Entonces Samuel dijo a Saúl: Locamente has actuado; si hubieras guardado el mandamiento que Jehová, tu Dios, te había ordenado, Jehová habría confirmado tu reino  sobre Israel para siempre.” 1 Samuel 13:13 (RVR)
Privilegio
Hoy está de moda que cada uno haga lo que quiera. Es común ser terco, caprichoso y obstinado. Saúl era así. A pesar de conocer la voluntad de Dios y saber distinguir entre lo correcto y lo incorrecto, terminó haciendo lo que quería (lo incorrecto).
Es cierto que no era una situación fácil. Samuel le había dicho que esperara con su ejército 7 días, que iría para hacer el sacrificio y encomendar la batalla a Jehová. Pero el tiempo pasaba y Samuel no aparecía. Podían ver el poderoso enemigo que se paseaba ansioso por atacar, y los israelitas comenzaron a desertar. Saúl no podía evitar lo que sucedía, y cuando ya el plazo que había dado Samuel había expirado, decide hacer algo para prevenir un problema, y ofrece un sacrificio.
Mientras estaba haciendo el sacrificio llega Samuel, y pronuncia la sentencia del texto.
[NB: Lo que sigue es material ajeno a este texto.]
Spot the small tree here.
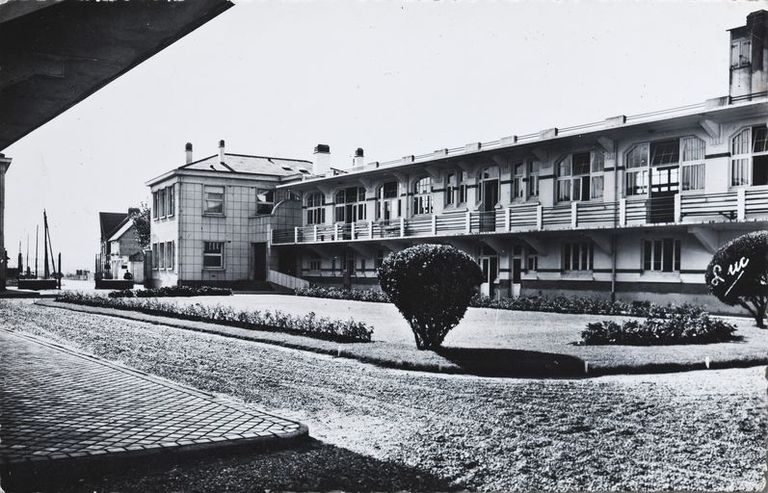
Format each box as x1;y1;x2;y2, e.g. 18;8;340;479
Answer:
379;244;483;349
131;202;151;249
704;231;768;328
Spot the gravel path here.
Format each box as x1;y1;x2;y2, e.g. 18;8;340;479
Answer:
0;304;768;491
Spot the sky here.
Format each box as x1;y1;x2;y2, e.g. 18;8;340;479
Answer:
3;0;768;272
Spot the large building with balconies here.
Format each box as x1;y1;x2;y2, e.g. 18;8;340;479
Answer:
269;10;768;303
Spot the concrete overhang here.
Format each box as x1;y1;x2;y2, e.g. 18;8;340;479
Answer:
0;0;233;150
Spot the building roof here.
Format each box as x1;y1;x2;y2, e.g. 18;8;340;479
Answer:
99;212;128;241
178;153;312;176
147;153;312;185
278;93;768;190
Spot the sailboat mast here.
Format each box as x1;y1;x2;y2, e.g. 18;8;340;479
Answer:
43;209;51;279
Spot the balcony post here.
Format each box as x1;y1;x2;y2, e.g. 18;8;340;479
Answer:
536;204;544;231
571;202;579;228
736;188;747;221
619;198;627;226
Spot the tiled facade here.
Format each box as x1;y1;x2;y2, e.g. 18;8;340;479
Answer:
148;142;309;287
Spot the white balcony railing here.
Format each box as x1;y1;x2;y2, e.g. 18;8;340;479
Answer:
272;189;768;244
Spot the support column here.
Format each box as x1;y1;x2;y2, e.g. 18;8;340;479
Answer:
0;153;11;291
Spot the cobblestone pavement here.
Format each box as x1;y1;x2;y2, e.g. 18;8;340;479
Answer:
0;329;307;470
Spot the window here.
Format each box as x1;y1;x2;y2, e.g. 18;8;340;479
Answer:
203;241;224;269
165;241;176;270
152;243;160;270
512;163;526;200
157;243;166;269
650;139;680;166
256;188;275;214
556;151;605;202
643;238;680;272
731;125;768;187
445;173;458;206
307;192;325;224
166;185;176;216
528;161;539;197
334;187;365;223
525;248;539;272
563;241;594;271
680;137;705;190
731;39;752;68
376;181;400;221
412;176;432;216
203;186;224;214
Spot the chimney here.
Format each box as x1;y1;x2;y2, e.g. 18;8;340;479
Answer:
352;147;365;168
312;144;331;175
729;10;768;99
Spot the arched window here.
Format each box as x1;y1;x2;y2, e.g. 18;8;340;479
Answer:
477;166;499;211
376;181;400;221
731;125;768;187
413;176;432;216
680;137;706;190
306;192;325;224
556;150;605;202
334;187;365;223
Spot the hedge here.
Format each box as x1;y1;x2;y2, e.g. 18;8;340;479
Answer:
296;286;701;317
581;305;738;346
56;292;373;342
108;286;232;298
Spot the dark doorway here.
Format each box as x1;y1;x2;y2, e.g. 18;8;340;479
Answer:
752;156;768;185
648;166;680;223
480;180;499;231
253;243;267;281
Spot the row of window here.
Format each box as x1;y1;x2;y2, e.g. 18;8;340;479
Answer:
203;185;275;215
152;241;176;270
152;185;176;219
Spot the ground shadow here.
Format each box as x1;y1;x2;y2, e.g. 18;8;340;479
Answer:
435;347;585;377
3;439;463;493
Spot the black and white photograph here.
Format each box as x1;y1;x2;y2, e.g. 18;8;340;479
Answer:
0;0;768;493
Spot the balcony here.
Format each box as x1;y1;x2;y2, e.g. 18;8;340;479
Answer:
272;189;768;245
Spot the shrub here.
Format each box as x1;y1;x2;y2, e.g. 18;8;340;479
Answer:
581;305;736;346
56;292;373;342
107;286;232;298
704;231;768;328
295;286;389;303
379;244;483;349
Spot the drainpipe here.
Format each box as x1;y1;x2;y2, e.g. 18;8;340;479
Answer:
611;139;620;302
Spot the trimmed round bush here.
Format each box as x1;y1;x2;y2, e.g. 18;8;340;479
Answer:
379;244;483;349
704;231;768;328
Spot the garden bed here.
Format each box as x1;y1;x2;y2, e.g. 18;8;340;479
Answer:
38;295;768;377
56;292;373;343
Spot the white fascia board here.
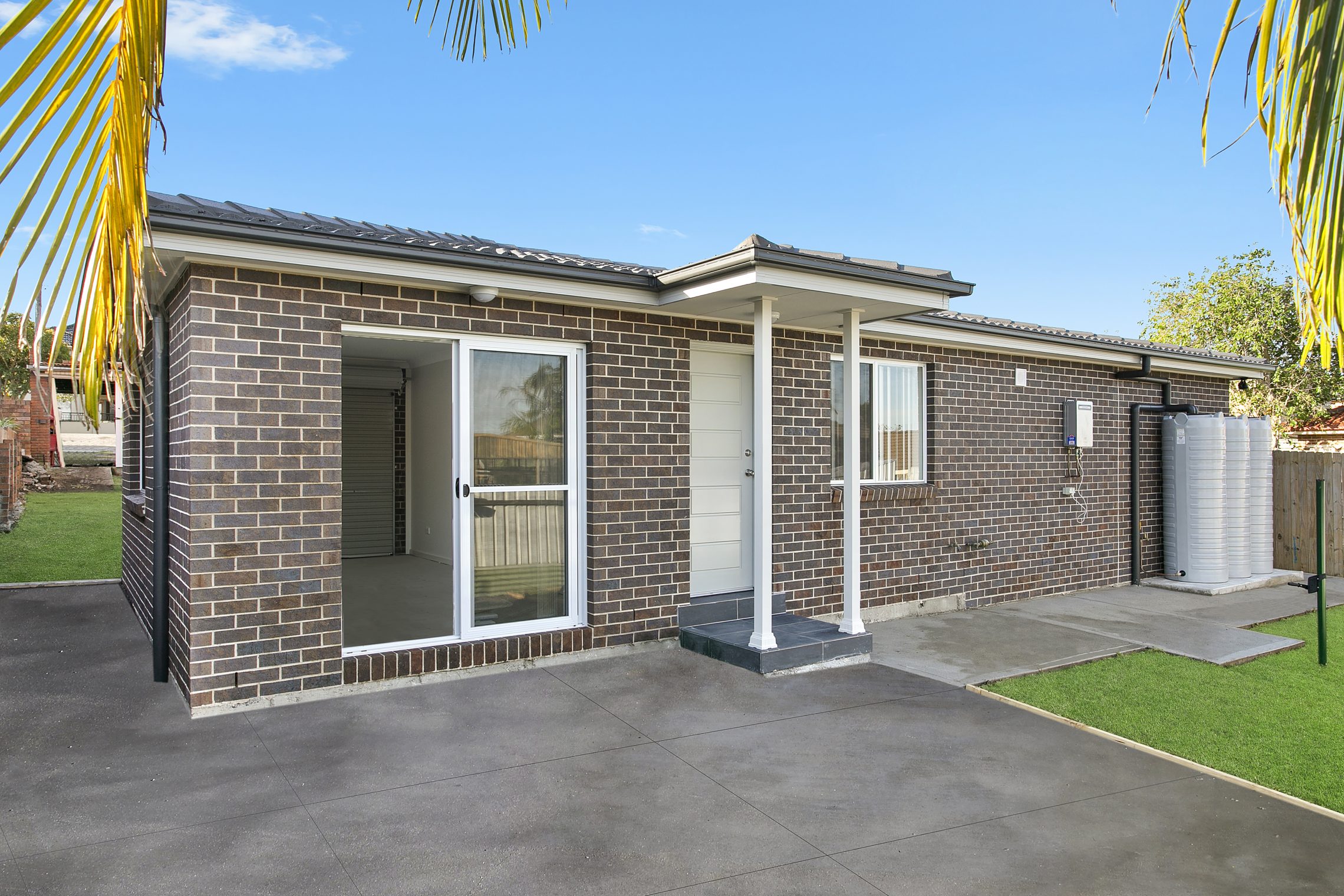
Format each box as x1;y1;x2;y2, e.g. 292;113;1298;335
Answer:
153;230;657;308
658;265;947;313
757;266;947;310
863;321;1264;380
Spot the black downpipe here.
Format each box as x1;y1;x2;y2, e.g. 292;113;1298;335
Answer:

La ley exigía que solamente un sacerdote y de la tribu de Leví ofrezca sacrificios.
El fin no justifica los medios, y cada vez que elegimos actuar en contra de la Palabra de Dios estamos pecando. Aunque el motivo sea muy loable, no podemos desobedecer a Dios. Esto fue justamente lo que hizo Saúl, y Dios por ello lo desechó. En este mundo agresivo y veloz que vivimos, Dios nos llama a reflexionar y meditar cada elección. Necesitamos aprender a escuchar, cambiar la terquedad de hacer la de uno, por la capacidad de aceptar el consejo de Dios.
Por muy Rey o Presidente o Pastor que uno sea, si no obedece a la Palabra de Dios, cae en la obstinación y en el pecado de desobedecer a su Señor. Dios no tiene preferidos ni malcría hijos caprichosos. Alejarse de Dios es alejarse de Su Bendición. Saúl sufrió las consecuencias de sus malas elecciones. Perdió el reino, perdió la paz interior, perdió la compañía de su amigo Samuel y perdió la bendición.
Fue un costo demasiado alto para Saúl. Es mucho más sabio ser dócil y obediente aunque las circunstancias sean difíciles y desesperantes. Aunque todo esté mal, Dios nos llama a obedecer y ser fiel. Dejemos de ser porfiados y tercos y confiemos en Dios.
REFLEXIÓN – Obedecer tiene sus privilegios.